Some other good ones for sensitive tummies:
Canine Caviar
Earthborn
Darford Zero
Nutrisca
Nature's Variety LID

I'm actually trying Fromm Adult Gold with one of my pups right now...I'm not all that convinced anymore that all grain free foods are better than some grain inclusive foods  Some of them are so loaded with potato/peas instead of the meat.


----------



## LostLakeLua (Sep 6, 2009)

*Waves* Hi Melissa!!! Sorry to hear that Milo is still having tummy sensitivities. Tina's right, I did used to feed it almost exclusively. I never had any problems with it, we always fed High Prairie to my own plus all the foster dogs, and I would send home a sample with them too. I think I singlehandedly converted like half of the population of the town I used to live in to buy it instead of getting their dog food at WalMart LOL. That said, I have heard that they were bought out by another company (I think Diamond??) a few years ago which was affected by one of the recalls. It's a tough situation if you ask me; as although I've only heard great results from dogs transitioning to the food, it's hard to vouch for the company itself. I hope that makes sense!! I've had nothing but excellent results with TOTW before I switched my pack to raw. I do have to chime in that I'd definitely avoid anything that's not grain free... I realize many dogs' bodies adapt to processing that much filler over and over, but that doesn't mean they *should*, know what I mean? Kinda like how we could eat pounds and pounds of sugar and not everyone's gonna get sick or diabetes, but it's still miles away from anything nutritionally appropriate haha. Especially since he's been known to have tummy problems, I feel that any grain is going to be detrimental. I'm going to PM you the link to a dog food forum that I lurk on, it's got people as nice as CP but everything that is all about food and many people wind up there after struggling with finding the right diet. Best wishes my friend!


----------



## MiniGrace (Oct 31, 2011)

LostLakeLua said:


> *Waves* Hi Melissa!!! Sorry to hear that Milo is still having tummy sensitivities. Tina's right, I did used to feed it almost exclusively. I never had any problems with it, we always fed High Prairie to my own plus all the foster dogs, and I would send home a sample with them too. I think I singlehandedly converted like half of the population of the town I used to live in to buy it instead of getting their dog food at WalMart LOL. That said, I have heard that they were bought out by another company (I think Diamond??) a few years ago which was affected by one of the recalls. It's a tough situation if you ask me; as although I've only heard great results from dogs transitioning to the food, it's hard to vouch for the company itself. I hope that makes sense!! I've had nothing but excellent results with TOTW before I switched my pack to raw. I do have to chime in that I'd definitely avoid anything that's not grain free... I realize many dogs' bodies adapt to processing that much filler over and over, but that doesn't mean they *should*, know what I mean? Kinda like how we could eat pounds and pounds of sugar and not everyone's gonna get sick or diabetes, but it's still miles away from anything nutritionally appropriate haha. Especially since he's been known to have tummy problems, I feel that any grain is going to be detrimental. I'm going to PM you the link to a dog food forum that I lurk on, it's got people as nice as CP but everything that is all about food and many people wind up there after struggling with finding the right diet. Best wishes my friend!

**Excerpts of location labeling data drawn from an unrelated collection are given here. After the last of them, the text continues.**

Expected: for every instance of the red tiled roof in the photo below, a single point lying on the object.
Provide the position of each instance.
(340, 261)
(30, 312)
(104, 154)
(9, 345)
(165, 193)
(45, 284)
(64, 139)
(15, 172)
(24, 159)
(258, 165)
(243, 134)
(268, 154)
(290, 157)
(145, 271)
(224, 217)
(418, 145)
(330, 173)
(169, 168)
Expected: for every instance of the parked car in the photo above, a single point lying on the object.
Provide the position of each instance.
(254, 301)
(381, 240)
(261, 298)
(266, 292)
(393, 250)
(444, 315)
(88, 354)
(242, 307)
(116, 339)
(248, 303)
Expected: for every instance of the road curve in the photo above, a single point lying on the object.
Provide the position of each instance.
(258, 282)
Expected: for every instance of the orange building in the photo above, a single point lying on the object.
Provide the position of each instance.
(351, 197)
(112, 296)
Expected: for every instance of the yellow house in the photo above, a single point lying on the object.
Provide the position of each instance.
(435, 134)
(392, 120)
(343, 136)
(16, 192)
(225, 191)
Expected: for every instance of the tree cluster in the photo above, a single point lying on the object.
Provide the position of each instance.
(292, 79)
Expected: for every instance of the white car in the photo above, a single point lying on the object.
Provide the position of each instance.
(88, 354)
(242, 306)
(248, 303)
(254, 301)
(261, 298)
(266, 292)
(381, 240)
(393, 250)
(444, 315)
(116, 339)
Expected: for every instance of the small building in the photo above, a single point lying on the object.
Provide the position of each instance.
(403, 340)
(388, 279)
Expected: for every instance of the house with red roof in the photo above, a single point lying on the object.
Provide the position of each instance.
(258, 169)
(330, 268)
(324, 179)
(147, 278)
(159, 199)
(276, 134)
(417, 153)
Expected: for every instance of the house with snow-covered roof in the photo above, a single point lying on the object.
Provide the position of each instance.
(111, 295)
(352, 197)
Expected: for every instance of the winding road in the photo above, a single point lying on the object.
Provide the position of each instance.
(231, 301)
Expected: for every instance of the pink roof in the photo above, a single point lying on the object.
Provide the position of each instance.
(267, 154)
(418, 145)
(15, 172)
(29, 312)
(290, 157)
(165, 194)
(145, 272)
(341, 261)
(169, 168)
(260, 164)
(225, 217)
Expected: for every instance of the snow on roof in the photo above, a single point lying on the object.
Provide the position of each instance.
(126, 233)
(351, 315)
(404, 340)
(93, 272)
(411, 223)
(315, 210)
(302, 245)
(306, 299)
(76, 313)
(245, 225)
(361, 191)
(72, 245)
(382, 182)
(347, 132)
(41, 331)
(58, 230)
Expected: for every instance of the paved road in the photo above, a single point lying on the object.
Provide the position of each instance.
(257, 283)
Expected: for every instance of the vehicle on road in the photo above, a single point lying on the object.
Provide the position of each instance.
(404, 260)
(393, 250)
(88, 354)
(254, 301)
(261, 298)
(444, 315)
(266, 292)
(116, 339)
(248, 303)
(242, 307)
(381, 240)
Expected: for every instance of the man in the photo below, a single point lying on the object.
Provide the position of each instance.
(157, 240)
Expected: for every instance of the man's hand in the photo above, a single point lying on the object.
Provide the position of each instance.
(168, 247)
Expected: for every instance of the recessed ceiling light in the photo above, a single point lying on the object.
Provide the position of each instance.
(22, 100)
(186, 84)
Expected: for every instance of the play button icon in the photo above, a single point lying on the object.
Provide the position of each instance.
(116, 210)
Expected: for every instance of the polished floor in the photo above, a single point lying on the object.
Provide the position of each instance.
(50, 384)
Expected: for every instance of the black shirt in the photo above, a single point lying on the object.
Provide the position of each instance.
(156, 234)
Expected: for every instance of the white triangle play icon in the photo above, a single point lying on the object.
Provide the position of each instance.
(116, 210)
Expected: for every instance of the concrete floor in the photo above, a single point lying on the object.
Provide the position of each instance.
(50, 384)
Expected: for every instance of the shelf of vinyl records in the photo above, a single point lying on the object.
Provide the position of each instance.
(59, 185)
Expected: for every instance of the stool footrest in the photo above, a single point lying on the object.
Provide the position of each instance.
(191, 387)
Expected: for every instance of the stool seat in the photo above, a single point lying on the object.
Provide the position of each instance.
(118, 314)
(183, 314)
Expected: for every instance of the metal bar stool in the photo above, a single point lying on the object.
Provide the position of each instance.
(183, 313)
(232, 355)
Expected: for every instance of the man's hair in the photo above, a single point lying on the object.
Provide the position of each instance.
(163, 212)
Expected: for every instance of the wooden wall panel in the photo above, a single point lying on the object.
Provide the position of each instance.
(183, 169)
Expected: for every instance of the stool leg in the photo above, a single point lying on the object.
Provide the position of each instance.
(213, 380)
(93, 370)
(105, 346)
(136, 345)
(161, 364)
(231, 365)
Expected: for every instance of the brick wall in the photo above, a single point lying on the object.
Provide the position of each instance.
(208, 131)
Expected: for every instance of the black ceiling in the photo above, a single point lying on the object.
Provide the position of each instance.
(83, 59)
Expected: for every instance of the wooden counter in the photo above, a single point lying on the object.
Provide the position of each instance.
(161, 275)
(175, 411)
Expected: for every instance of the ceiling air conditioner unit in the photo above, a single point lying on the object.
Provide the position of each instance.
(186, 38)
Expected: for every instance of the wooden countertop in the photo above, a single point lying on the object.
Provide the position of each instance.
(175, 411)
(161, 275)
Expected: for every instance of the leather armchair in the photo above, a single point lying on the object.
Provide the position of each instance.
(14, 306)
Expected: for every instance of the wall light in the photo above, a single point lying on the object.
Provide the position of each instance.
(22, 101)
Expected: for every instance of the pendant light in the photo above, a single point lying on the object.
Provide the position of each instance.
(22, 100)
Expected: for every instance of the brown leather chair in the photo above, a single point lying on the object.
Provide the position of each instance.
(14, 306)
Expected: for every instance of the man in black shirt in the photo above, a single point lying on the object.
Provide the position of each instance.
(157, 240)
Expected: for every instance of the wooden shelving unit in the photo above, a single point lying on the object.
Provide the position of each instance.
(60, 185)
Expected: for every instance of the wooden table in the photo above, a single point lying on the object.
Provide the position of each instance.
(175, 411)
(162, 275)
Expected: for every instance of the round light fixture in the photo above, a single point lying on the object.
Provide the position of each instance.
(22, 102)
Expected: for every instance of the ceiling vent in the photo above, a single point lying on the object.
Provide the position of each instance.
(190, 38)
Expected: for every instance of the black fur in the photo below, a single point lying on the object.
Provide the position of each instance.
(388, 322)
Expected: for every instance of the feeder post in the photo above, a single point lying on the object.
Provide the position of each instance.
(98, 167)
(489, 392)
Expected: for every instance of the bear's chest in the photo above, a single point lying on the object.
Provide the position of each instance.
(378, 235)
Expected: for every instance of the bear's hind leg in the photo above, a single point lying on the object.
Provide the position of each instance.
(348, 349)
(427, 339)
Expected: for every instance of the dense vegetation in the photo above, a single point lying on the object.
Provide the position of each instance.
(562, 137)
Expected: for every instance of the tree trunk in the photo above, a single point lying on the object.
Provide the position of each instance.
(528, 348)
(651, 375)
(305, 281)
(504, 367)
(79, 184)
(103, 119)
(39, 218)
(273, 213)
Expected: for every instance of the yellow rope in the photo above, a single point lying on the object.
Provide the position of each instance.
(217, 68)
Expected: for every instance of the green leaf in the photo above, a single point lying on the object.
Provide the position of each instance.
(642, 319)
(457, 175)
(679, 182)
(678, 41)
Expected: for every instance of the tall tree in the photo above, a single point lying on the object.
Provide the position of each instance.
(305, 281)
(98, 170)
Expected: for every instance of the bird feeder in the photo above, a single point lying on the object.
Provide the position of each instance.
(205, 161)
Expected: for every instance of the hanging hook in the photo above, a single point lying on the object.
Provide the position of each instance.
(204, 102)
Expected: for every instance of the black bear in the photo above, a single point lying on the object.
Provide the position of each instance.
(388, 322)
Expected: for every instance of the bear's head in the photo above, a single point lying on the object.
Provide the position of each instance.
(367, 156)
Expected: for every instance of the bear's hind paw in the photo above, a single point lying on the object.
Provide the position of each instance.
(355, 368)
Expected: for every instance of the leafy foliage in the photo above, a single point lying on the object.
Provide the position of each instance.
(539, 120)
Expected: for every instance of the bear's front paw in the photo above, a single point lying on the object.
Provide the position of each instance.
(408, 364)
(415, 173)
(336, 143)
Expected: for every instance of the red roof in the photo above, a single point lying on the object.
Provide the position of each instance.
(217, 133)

Hi, Kat, would you mind pming the link to that dog food forum? Sorry for butting in- I just like to learn more.


----------



## Buildthemskywards (Jun 16, 2012)

Thanks everyone. Thanks Kat, great advice as always  Thanks for taking the time to respond. I got your PM and I will definitely go on and find out some opinions. My home Internet is down at the moment so I wi get onto that once I have it back. Doing anything on my phone is a slow process because I don't get a good data signal at home. Thanks


----------



## OzChi (Oct 26, 2011)

I keep a bag of TOTW on hand for emergencies as my ZP delivery is not always on time. My boys like it and do fine on it but Miss Chloe Princess won't touch it as she's a fussy little thing who will only eat ZP or raw pork or poultry (or gross cat food when we're visiting people and I let her out of my sight for 1 sec) so if you have any fussy eaters you might have an issue.


----------



## LostLakeLua (Sep 6, 2009)

Sure will Terri! I'll gladly pass the info on to anyone, I just know that some online forums don't permit links to other online forums publicly; but if anyone's interested don't hesitate to message me. =D


----------



## TinyTails (Jun 24, 2011)

The most important thing to remember is that each dog does different on each food  its always worth a try to see how he does, you might even get them to send you some free samples. When I used to feed it I asked for samples and they sent a lot of each flavor for both my dogs and cats. One of my kitties eats their rocky mountain dry food and does great...she is super picky and refuses to eat wet like my other one. So she gets totw and stella and Chewys. Hope he does well on it


----------